Reviews

Blood and Gifts

J.T. Rogers’ compelling new play about America’s covert involvement in Afghanistan’s war on Russia benefits from a host of fine performances.

Jeremy Davidson, Jefferson Mays, and Michael Aronov
in Blood and Gifts
(© T. Charles Erickson)
Jeremy Davidson, Jefferson Mays, and Michael Aronov
in Blood and Gifts
(© T. Charles Erickson)

Playwright J.T. Rogers pulls back the curtain on America’s covert involvement in Afghanistan’s war with Russia in his compelling new play, Blood and Gifts, playing at Lincoln Center Theater’s Mitzi E. Newhouse Theatre. Directed with understated theatricality by Bartlett Sher, the production, both swirling and static, is filled with a host of fine performances.

Theatergoers will find that it may take a while to get their bearings in the play, which centers on James Warnock (Jeremy Davidson), a CIA operative in Pakistan on a mission to aid the Afghans in their efforts to beat the Soviets. On behalf of the U.S. government, he can supply rebels with arms, but only in secret, working through Inter-Services Intelligence, which is run by Pakistani Colonel Afridi (Gabriel Ruiz), who has an agenda of his own in the efforts.

More upfront is Warnock’s ally, British secret service agent Simon Craig (Jefferson Mays), even as the ultimate goals of KGB agent Dmitri Gromov (Michael Aronov) are tantalizingly elusive.

Blood and Gifts follows these men over the course of 10 years — along with Afghan warlord Abdullah Kahn (Bernard White) — as a diplomatic chess game unfolds, where loyalties shift in surprising and often discomfiting ways. In the process, Rogers reveals how the men each pay a high price in their personal lives for their unyielding commitment to their work.

Their struggles are brought to life with an often immaculate eye for detail and terrific precision, particularly by Mays. He not only reveals surprising depths to the milquetoast Englishman, but also lands each of the character’s cutting barbs to hilarious effect.


Equally impressive are White’s turn, which is infused with a terrific sense of dignity and ultimately deep humanity as his dealings with the Americans takes its toll on him and his family, and Aronov’s performance, which carries a grand mix of gregariousness and menace.

As the man buffeted by these characters, Davidson turns in a ruggedly tweedy performance that initially seems strangely disconnected. But before the play has ended, audiences have come to realize why his turn has been crafted to stay at an emotional distance.

In addition, when the action shifts briefly to the U.S., the production boasts a trio of superb cameo performances from Andrew Weems as a political speechwriter, Jon Procaccino as Warnock’s pragmatic and politically shrewd superior, and Robert Hogan as a Southern senator who carries the swing vote that will escalate America’s involvement in the Afghan-Soviet conflict.
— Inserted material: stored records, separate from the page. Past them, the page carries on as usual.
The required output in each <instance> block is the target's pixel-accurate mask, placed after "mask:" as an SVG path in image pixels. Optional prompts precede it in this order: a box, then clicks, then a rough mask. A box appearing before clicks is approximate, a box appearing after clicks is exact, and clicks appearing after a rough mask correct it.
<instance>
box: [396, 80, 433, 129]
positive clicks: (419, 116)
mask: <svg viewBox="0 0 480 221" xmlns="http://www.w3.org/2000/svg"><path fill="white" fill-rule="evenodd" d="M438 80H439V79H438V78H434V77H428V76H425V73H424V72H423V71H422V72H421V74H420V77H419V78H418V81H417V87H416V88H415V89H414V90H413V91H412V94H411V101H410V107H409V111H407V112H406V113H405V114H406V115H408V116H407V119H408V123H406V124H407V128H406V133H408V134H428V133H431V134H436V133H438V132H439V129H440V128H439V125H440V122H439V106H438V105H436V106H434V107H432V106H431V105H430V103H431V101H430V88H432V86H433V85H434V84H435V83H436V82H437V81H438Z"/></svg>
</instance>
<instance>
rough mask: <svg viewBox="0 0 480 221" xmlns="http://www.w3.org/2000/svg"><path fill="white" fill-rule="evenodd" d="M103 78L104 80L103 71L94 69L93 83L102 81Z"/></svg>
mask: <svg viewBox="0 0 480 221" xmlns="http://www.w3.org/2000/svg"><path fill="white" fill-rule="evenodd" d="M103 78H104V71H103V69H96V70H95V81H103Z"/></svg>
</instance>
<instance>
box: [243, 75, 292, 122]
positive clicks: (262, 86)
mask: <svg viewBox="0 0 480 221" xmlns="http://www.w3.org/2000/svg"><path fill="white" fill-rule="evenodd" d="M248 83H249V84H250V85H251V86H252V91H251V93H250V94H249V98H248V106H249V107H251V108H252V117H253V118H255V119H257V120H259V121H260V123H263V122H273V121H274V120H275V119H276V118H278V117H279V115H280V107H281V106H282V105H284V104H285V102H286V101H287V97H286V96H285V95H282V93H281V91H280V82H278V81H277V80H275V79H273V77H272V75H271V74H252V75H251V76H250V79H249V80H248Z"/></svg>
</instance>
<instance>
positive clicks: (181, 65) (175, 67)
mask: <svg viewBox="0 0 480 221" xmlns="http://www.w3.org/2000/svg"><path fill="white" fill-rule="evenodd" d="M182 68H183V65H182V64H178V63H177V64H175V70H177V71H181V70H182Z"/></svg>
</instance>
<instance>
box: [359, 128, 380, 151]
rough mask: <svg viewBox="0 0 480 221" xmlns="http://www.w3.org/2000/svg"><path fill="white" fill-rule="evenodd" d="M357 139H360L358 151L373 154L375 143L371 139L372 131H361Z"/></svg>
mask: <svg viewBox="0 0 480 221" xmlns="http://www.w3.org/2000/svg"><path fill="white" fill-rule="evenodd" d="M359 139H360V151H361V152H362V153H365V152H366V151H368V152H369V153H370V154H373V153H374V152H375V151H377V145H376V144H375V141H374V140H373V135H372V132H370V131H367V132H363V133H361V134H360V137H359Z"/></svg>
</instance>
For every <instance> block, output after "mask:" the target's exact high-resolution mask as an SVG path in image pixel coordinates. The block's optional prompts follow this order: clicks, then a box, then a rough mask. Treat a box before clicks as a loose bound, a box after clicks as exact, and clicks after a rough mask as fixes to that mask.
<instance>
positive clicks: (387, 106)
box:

There’s a certain Shakespearean quality to the play, where themes of procreation and sacrifice intertwine like verbal leitmotifs, that is mirrored in Michael Yeargan’s handsomely spare scenic design, which is backed with a gray wall where often an almost Medieval representation of a mountainous landscape is presented (lit with painterly skill by Donald Holder).

It’s an uncomfortably beautiful depiction of a treacherous terrain that Americans have come to know all too well from the headlines. And, before the play has ended, Rogers has painted a chilling portrait of why this distant region continues to dominate the consciousness not only of the U.S., but the globe.